Several investigation teams from both the EU and Nato, under the supervision of a US officer, have flown to the Estonian capital Tallinn to assess the scope of what is being seen as the most serious case of espionage against Nato since the end of the Cold War.

“The longer they work on the case, the more obvious it becomes how big the impact of the suspected treachery really is,” according to Der Spiegel magazine. A German official described the Russian penetration of Nato as a "catastrophe"...

"Simm became a proper agent for the Russian government in the mid-1990s," says the Estonian deputy Jaanus Rahumaegi who heads the country's parliamentary control commission for the security services.
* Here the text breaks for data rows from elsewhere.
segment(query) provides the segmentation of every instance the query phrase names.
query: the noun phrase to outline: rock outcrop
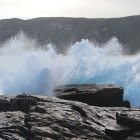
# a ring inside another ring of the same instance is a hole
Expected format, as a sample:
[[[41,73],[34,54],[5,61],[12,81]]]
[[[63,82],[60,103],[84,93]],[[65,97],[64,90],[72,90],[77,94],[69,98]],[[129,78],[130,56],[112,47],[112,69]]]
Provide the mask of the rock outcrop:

But Mr Simm was not some relic from the days of Kim Philby or other notorious deep-cover agents. He was at the cutting edge of one of Nato’s most important new strategic missions: to defend the alliance against cyber-attack.

Mr Simm headed government delegations in bilateral talks on protecting secret data flow. And he was an important player in devising EU and Nato information protection systems...

The other important question in the Simm case is whether he was operating alone. A senior Estonian police officer claimed asylum in Britain in the 1990s reportedly telling the authorities that he was trying to escape pressure from the Russian secret service to sell secrets.

The Russians, it seems, were keen to buy as many place-men as they could: the prospect of Nato forces hard up against the northern Russian border was too alarming for the Kremlin. Moreover, Mr Simm was for many years in charge of issuing security clearance: he could have nodded through other Russian agents.